There is a real-life example, but not from the context of comparing two treatments. See section 1.5.1 of my book
Newcombe RG. Confidence intervals for proportions and related measures of effect size. Chapman & Hall/CRC Biostatistics Series, Taylor & Francis, Boca Raton, FL, 2012. ISBN: 978-4-4398-1278-5.
An example where a p-value really is more informative
Occasionally, the issue really is one of deciding between two hypotheses, and it would not be particularly helpful to estimate a parameter. Roberts et al (1988) reported uroporphyrinogen activity among 91 individuals in 10 kindreds affected by familial porphyria cutanea tarda. Ostensibly, families 1 to 6 showed the classic pattern in which the distribution of enzyme activity is bimodal, with low activity in about half the family members, including those already affected.
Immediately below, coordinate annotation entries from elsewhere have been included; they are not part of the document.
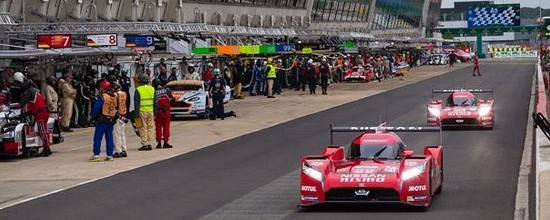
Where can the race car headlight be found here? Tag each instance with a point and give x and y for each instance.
(434, 111)
(8, 134)
(485, 110)
(412, 172)
(311, 172)
(194, 99)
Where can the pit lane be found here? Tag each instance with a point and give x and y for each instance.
(255, 176)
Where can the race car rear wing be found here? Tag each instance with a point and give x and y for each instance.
(384, 128)
(462, 90)
(436, 91)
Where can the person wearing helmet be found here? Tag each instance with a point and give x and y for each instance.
(216, 90)
(104, 111)
(15, 87)
(271, 75)
(67, 102)
(191, 73)
(35, 104)
(163, 96)
(144, 107)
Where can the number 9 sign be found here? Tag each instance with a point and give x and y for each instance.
(100, 40)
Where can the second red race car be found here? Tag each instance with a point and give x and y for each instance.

Families 7 to 10 showed an apparently quite different pattern, in which no members had low levels of activity, irrespective of disease phenotype. It seemed highly plausible that the relationship between disease and enzyme was different in these kindreds, but how should this be quantified?
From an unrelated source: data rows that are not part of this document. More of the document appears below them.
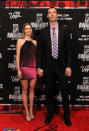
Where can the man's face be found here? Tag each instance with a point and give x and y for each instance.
(52, 15)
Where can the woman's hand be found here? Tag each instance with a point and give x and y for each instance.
(19, 74)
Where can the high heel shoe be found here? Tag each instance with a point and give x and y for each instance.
(28, 118)
(32, 116)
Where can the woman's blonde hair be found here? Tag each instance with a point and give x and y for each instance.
(23, 34)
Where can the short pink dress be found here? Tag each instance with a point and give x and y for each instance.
(28, 61)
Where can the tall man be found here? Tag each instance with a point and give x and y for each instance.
(54, 61)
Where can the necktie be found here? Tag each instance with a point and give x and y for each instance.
(54, 44)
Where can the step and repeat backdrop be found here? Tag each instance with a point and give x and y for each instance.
(13, 14)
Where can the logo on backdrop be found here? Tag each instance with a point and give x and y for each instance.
(14, 35)
(14, 15)
(39, 24)
(17, 95)
(85, 25)
(85, 55)
(13, 65)
(85, 85)
(85, 68)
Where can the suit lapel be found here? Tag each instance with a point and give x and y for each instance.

Several different models were fitted to the data. Each model tested the null hypothesis H0 that the association between disease and enzyme was the same in all 10 families against the alternative H1 that a different relationship applied in the two groups of families, 1 to 6 and 7 to 10. Each model fitted yielded a p-value of the order of 10^-6 indicating that H0 should be rejected in favour of H1. However, these analyses took no account of the fact that this particular split of the 10 families into two groups was on a posteriori grounds. There are 210-1=512 possible ways of segregating a set of 10 families into two groups. Clearly we do not want to consider the ‘split’ in which all 10 families are in the same group, so this reduces to 511. We can allow for the multiplicity of possible ways of segregating the 10 families into two groups here, by calculating a modified p-value p* = 1 - (1-p)^511. The effect of doing so is approximately the same as grossing up the p-value by a factor of 511. When we do so, it remains very low, at around 0.001 or below. So our data present robust evidence that the four aberrant families really do present a different relationship between enzyme and inheritance of disease.
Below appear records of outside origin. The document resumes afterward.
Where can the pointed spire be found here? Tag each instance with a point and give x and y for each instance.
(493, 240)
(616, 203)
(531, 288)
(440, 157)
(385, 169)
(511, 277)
This is an example of a situation in which a p-value is unequivocally the most appropriate quantity on which to base inferences. An interaction effect may be calculated, with a confidence interval, to compare the difference in mean log enzyme level between affected and unaffected family members between the two groups of families. However, this does not directly address the simpler issue of whether the disease should be regarded as homogeneous or heterogeneous. The p-value, adjusted in a simple way for multiplicity of comparisons, most closely addresses this issue. But this is the exception rather than the rule. Another possible example is the dysphagia assessment example in section 12.1. Also, see section 9.3 for a generalisation of single-tail-based p-values to characterise conformity to prescribed norms. Even for the drug side effect example in section 11.5.3, the most informative analysis demonstrates the existence of a plateau less than 100% by estimating it, rather than by calculating the p-value comparing the fit of plateau and non-plateau models. For nearly all the datasets referred to in this book, it is much more informative to calculate an appropriate measure of effect size with a confidence interval.
Roberts AG, Elder GH, Newcombe RG, Enriquez de Salamanca R, Munoz JJ. Heterogeneity of familial porphyria cutanea tarda. Journal of Medical Genetics 1988; 25: 669-76.